We only lacked the United Nations to join the crowd and take a stand against J.K. Rowling, the "Harry Potter" author accused of "transphobia" for a series of tweets and then an essay in which she claimed that sexual difference is real.

Four writers represented by Rowling's literary agency, the Blair Partnership, have resigned after accusing the agency of refusing to issue "a public statement of support for transgender rights". It comes after the attacks on Rowling by the actors made famous by “Harry Potter” - from Daniel Radcliffe to Emma Watson up to Rupert Grint - and the people at Warner and Universal, who came out against the writer.

A host of Hachette employees, the publishing house that will take care of publishing "The Ickabog", the latest work by Rowling, put up a protest against the writer's statements, claiming to be willing to abandon the project if they find it necessary.

Hachette employees are not new to this type of protest. A few months ago they clashed with the board of directors of the publishing house for the publication of Woody Allen's memoirs and the project was eventually abandoned. The price for sacrificing Rowland was certainly too high, it is something like £ 795 million.

But what becomes of a much less famous but excellent writer who speaks out against gender theory? In the Wall Street Journal, Abigail Shrier told readers what is happening to her book, "Irreversible Damage: The Transgender Craze Seducing Our Daughters", an essay against gender theory. Its publisher, Regnery, received a response from Amazon that it would not be authorized to post a paid ad for the book.
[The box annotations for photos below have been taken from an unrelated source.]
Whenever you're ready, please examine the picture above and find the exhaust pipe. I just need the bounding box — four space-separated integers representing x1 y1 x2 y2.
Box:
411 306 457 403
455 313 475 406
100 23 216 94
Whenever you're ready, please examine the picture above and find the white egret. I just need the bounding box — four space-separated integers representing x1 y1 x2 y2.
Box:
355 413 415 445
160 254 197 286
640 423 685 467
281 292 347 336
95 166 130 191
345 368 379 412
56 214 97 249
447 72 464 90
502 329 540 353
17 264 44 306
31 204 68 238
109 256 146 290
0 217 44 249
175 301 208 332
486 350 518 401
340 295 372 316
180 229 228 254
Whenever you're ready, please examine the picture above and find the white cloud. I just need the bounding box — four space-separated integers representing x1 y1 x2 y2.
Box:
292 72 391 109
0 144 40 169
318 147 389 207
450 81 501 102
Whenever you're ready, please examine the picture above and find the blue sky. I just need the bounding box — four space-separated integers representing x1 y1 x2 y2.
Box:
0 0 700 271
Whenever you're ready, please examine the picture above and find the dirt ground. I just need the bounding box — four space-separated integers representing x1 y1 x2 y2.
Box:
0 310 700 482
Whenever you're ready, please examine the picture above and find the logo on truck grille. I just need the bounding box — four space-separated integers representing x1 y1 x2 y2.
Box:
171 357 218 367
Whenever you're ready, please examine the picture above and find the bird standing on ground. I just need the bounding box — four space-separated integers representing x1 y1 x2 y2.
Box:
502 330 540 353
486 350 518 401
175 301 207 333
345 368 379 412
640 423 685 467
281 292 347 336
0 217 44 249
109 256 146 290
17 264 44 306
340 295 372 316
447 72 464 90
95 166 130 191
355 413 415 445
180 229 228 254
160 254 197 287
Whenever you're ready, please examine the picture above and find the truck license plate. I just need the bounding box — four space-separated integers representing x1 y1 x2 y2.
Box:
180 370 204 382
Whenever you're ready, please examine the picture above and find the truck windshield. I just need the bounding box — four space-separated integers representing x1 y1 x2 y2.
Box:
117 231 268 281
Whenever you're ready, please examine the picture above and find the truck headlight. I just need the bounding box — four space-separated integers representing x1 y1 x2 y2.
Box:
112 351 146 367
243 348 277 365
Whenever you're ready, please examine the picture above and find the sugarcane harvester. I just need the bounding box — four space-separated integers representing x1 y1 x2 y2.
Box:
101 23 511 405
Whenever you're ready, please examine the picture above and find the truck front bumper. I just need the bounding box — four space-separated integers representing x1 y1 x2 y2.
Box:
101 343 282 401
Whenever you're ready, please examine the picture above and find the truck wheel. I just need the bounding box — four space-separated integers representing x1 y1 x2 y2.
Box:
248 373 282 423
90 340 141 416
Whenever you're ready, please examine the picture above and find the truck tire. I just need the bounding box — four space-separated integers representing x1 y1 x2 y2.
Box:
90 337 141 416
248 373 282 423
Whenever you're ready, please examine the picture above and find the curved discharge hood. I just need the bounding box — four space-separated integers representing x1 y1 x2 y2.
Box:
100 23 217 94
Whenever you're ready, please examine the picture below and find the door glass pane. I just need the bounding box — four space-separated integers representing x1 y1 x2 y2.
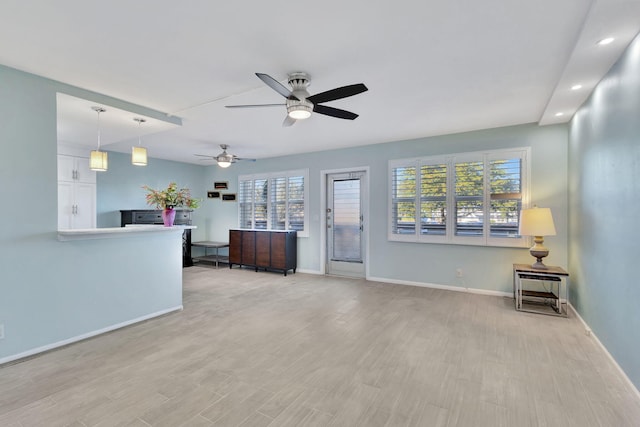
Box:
333 179 362 261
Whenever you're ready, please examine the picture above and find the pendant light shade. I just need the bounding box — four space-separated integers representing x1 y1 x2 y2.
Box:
89 150 109 172
131 117 147 166
131 147 147 166
89 107 109 172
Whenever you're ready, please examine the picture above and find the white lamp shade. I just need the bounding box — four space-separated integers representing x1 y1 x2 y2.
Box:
287 103 313 120
520 208 556 236
131 147 147 166
89 150 109 172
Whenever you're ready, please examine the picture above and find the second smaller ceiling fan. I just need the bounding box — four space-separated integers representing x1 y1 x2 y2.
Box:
194 144 256 168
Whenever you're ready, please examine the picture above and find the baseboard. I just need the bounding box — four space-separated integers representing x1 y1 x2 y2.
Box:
367 277 513 298
296 268 324 276
0 305 183 366
567 304 640 400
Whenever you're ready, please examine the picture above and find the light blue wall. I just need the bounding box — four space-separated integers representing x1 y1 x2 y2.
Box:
205 125 568 292
96 148 207 240
569 32 640 388
0 66 182 361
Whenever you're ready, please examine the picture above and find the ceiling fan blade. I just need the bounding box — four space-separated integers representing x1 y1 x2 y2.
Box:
307 83 369 104
313 104 358 120
256 73 300 101
225 104 287 108
282 114 296 127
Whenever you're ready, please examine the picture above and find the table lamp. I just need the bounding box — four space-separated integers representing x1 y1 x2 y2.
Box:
520 207 556 270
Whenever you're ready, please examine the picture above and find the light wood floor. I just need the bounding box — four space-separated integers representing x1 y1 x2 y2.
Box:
0 267 640 427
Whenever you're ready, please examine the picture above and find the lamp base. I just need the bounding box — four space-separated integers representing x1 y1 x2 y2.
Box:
529 236 549 270
531 258 549 270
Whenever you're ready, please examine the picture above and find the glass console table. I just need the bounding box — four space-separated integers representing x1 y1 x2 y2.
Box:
513 264 569 317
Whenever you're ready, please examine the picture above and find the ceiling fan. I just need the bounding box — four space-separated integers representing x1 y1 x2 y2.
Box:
194 144 256 168
226 72 368 126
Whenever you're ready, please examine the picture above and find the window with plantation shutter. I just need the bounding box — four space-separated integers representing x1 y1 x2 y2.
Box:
238 170 309 237
489 157 522 237
454 161 484 236
391 166 416 234
388 148 530 247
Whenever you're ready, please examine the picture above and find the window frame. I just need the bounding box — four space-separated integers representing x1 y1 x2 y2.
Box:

Amazon's stated reason for blocking the ad - a simple cover image - was this: "It contains elements that challenge sexual orientation.”

A few days before that, a chorus of economists and former Fed chiefs and the usual digital herd on Twitter were all trying to destroy the director of one of America's leading academic publications, Harald Uhlig of the University of Chicago, the best-known German economist in the United States, after he dared to criticize Black Lives Matter. The posts sparked a quick backlash, including criticism from several colleagues in Chicago and a petition calling on him to step down as editor of the Journal of Political Economy, one of the five industry magazines in America, which has now put him on leave. Then, as often happens in these lynchings, other journalists, like gravediggers, started doing digital archeology in the old Uhlig posts.
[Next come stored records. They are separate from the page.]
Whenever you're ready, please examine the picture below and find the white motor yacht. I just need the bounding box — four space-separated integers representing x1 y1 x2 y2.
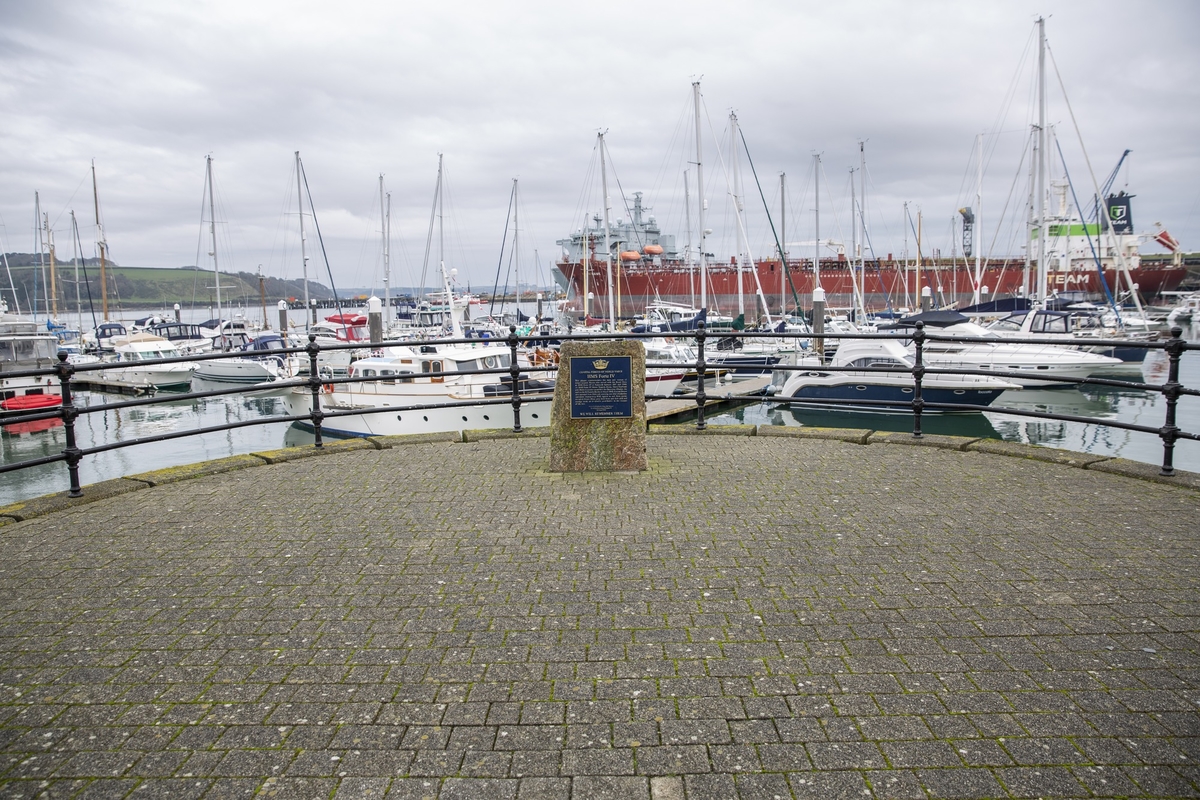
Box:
894 311 1121 386
282 342 554 437
772 339 1020 414
102 333 196 389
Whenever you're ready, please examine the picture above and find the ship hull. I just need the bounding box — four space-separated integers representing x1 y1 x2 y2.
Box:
556 260 1187 319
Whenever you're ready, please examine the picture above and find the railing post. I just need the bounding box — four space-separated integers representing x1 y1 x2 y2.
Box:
54 350 83 498
305 331 325 447
509 325 521 433
912 321 925 439
696 320 708 431
1158 326 1183 476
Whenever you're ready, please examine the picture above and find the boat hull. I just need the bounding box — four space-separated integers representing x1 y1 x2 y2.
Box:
791 380 1006 414
556 260 1187 320
284 393 553 438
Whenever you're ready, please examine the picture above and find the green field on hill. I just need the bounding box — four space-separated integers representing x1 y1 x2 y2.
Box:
0 261 332 309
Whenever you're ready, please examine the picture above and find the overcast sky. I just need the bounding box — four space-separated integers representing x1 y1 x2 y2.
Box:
0 0 1200 297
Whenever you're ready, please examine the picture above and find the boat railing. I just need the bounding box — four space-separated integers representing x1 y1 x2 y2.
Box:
0 323 1200 497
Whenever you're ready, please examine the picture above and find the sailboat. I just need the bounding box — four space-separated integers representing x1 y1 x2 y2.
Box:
193 156 293 384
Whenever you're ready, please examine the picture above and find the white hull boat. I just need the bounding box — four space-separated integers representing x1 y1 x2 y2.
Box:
901 312 1121 386
772 339 1020 414
282 343 553 437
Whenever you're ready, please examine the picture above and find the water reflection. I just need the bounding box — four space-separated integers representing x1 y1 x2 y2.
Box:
0 387 294 505
709 329 1200 471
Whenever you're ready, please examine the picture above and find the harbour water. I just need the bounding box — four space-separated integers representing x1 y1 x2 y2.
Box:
709 329 1200 471
0 311 1200 505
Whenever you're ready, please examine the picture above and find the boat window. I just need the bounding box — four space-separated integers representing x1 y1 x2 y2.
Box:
988 314 1025 331
848 355 908 369
421 361 445 384
1033 314 1067 333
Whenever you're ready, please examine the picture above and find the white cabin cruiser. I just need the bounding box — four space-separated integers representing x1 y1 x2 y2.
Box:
772 339 1020 414
986 308 1157 369
102 333 196 389
896 311 1121 386
282 343 554 437
0 313 62 417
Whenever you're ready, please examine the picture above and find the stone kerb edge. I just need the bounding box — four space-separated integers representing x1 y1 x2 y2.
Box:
0 425 1200 528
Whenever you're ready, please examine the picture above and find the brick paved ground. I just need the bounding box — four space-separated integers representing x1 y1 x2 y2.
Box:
0 437 1200 800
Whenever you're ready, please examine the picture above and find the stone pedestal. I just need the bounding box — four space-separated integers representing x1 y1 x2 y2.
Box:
550 342 648 473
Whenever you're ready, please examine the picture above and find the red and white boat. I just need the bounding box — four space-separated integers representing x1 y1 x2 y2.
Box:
0 314 62 420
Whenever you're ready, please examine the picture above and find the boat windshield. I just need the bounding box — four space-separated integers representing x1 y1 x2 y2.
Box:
988 314 1025 332
847 355 912 369
0 338 58 361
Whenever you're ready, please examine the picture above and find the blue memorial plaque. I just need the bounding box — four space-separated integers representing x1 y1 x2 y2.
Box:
571 355 634 420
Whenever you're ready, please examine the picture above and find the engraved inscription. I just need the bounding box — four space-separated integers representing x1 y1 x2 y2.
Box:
571 356 634 420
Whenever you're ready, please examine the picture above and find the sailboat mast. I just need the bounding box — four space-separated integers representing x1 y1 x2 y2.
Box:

Former Federal Reserve Chairman Janet L. Yellen also campaigned against Uhlig. Speaking to Die Welt, Uhlig said: "The professors of economics should take a position from their ivory tower on specific topics [only]." The New York Times reported that she said in an email on Wednesday that “the tweets and blog posts by Harald Uhlig are extremely troubling” and that “it would be appropriate for the University of Chicago, which is the publisher of the Journal of Political Economy, to review Uhlig’s performance and suitability to continue as editor.”
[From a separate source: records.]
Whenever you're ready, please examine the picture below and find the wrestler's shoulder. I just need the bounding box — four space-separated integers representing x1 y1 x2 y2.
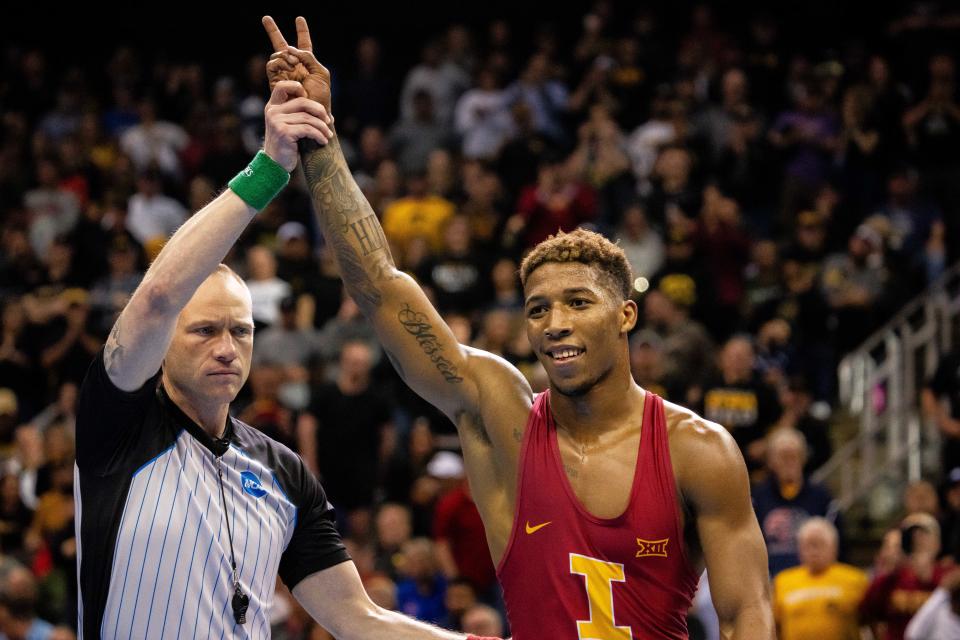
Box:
663 400 736 455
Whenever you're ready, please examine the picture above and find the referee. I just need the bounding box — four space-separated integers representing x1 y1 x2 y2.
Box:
74 76 502 640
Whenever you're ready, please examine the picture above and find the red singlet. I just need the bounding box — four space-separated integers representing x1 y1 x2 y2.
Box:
497 391 698 640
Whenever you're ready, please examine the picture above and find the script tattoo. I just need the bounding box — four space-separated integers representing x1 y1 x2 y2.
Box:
298 137 393 315
397 304 463 384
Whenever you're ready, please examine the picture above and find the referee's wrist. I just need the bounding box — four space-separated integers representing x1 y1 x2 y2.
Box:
227 150 290 211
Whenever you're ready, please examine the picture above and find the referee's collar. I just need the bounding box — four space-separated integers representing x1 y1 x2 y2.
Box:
157 382 236 458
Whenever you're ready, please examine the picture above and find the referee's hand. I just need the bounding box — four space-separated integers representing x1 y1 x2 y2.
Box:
263 80 333 172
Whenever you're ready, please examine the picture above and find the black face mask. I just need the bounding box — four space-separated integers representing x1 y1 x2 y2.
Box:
230 585 250 624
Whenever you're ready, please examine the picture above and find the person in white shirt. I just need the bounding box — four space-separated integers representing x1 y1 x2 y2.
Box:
247 245 292 325
120 100 190 176
127 170 187 245
454 69 516 159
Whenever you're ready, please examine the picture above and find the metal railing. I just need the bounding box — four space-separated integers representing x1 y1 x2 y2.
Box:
813 263 960 510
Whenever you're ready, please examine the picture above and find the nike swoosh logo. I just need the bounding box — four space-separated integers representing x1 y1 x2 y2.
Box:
527 520 553 534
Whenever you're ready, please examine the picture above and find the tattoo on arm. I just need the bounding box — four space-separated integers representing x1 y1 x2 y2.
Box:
300 137 394 315
103 318 123 373
456 411 491 444
397 304 463 384
383 349 407 381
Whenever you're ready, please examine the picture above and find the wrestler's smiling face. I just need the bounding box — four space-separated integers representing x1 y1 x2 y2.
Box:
524 262 637 396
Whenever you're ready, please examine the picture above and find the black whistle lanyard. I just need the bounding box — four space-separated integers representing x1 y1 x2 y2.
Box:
214 455 250 624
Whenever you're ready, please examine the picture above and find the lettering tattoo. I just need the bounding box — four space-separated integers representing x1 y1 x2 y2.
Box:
350 213 387 256
456 410 491 444
299 137 394 315
103 318 123 373
397 304 463 384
Uhlig said he received many emails from colleagues who expressed solidarity with him, but who don't dare to do so publicly. Some even wrote to him under a pseudonym. It is easy to understand why nowadays.

The Federal Reserve Bank of Chicago said it had broken off relations with Uhlig. Paul Krugman of the New York Times also took position against Uhlig: "Another privileged white man who evidently can't control his urge to belittle the concerns of those less fortunate”.

These are the type of idiotic and empty statements that media love.

Journalist Andrew Sullivan, who has just had a column in the New York Magazine on vandalism censored following the killing of George Floyd, tweeted in defense of Uhlig.

Another economist, John Cochrane, formerly his colleague in Chicago and today at Stanford, has also joined Uhlig: “Why do I write? Sure, I'm just as afraid of the Red Guards of our twitter mob as the rest of you, and reluctant to offer contrary opinions. The Krugmans, Wolfers, and other assorted Jacobins are waiting for me to write or tweet one sentence that can be taken out of context and demand my head. I doubt the upper levels of administration at Stanford have any more spine in defense of conservative and libertarian speech than do those of Chicago. But we must speak for free speech before it's too late”.

Judging by the amount of heads that are rolling in the “diversity” guillotine basket, perhaps it is already too late. Today it is the gender craze, tomorrow will be imaginary racism, everyday these failed censors find someone to burn at the stake to consolidate their power, careers and ideology. These idiots have taken over media, universities and publishing houses. We have no alternative but to fight them.